Truth be told, nothing about this logic by RIM was absurd. That screen was huge and intuitively would guzzle a lot of battery power to get any moderate use out of it. The commenter would later say: ‘Imagine their surprise when they disassembled an iPhone for the first time and found that the phone was battery with a tiny logic board strapped to it.’ Here’s iFixit’s teardown of the first generation handset to confirm this very finding.
Apparently it wasn’t only RIM whose engineers couldn’t figure out how Apple could actually achieve this, but Microsoft’s engineers, too, as well as employees at other handset manufacturers. The question one should then ask is why they thought it was impossible, when clearly Apple had actually pulled it off. Given that in terms of raw ability, RIM and Microsoft engineers are likely as knowledgable and as talented as Apple’s, it can’t be put down to personnel.

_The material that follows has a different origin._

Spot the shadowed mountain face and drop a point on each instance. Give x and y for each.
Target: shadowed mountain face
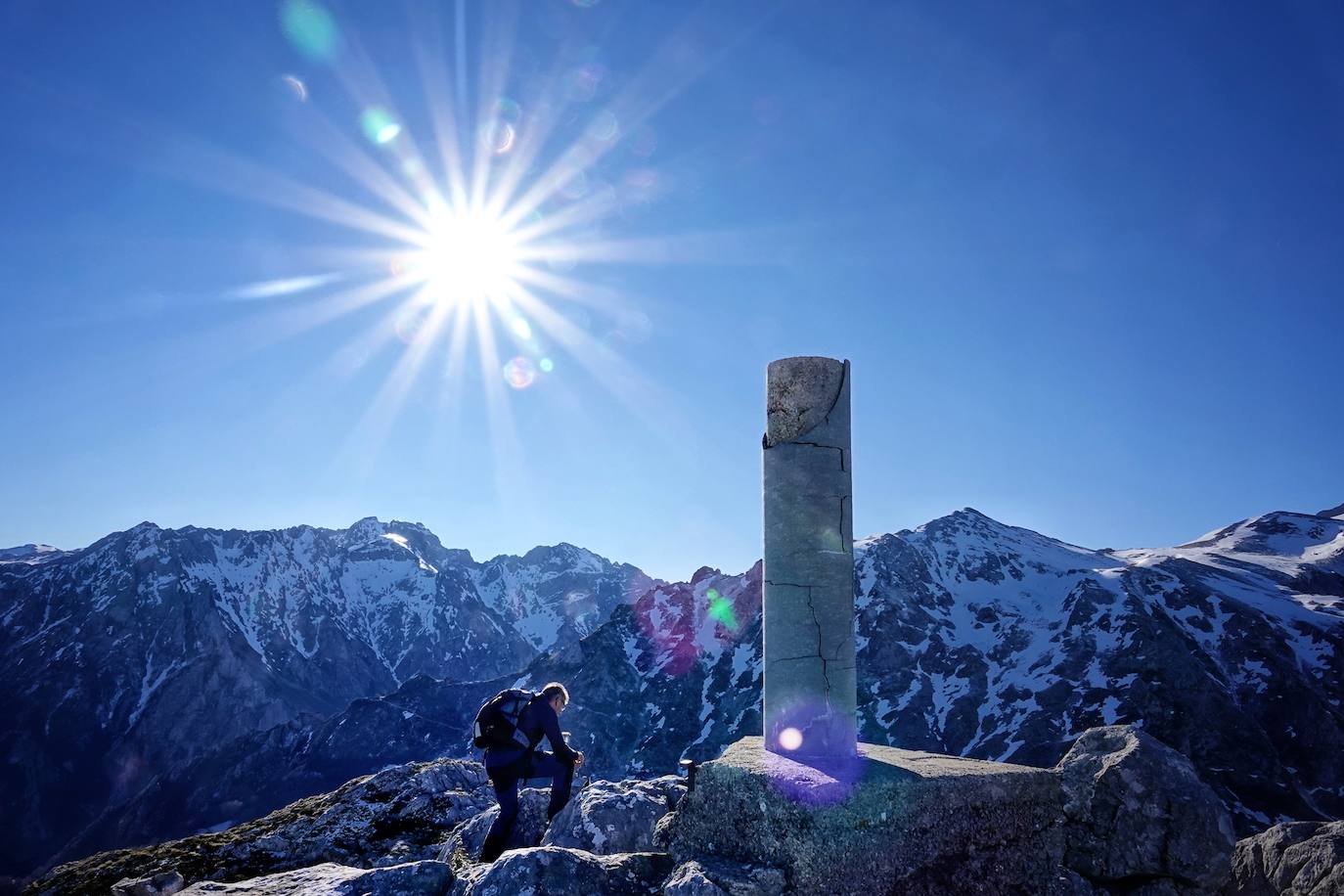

The commenter suggests that it was the mindset behind the BlackBerry that led RIM down the the route it could not see outside of – that smartphones were supposed to be extensions of pagers. Apple flipped the script, and what we expect of smartphones has changed fundamentally since.
Regardless of the truth value to this story [Ed: it sounds believable], there is certainly a case study of the innovator’s dilemma at play here, with the Apple smartphone doing what those who came before it hadn’t fully perfected yet.
Now we expect smartphones with gorgeous displays to be touchscreen, but one forgets that January 2007 was a mere four years ago.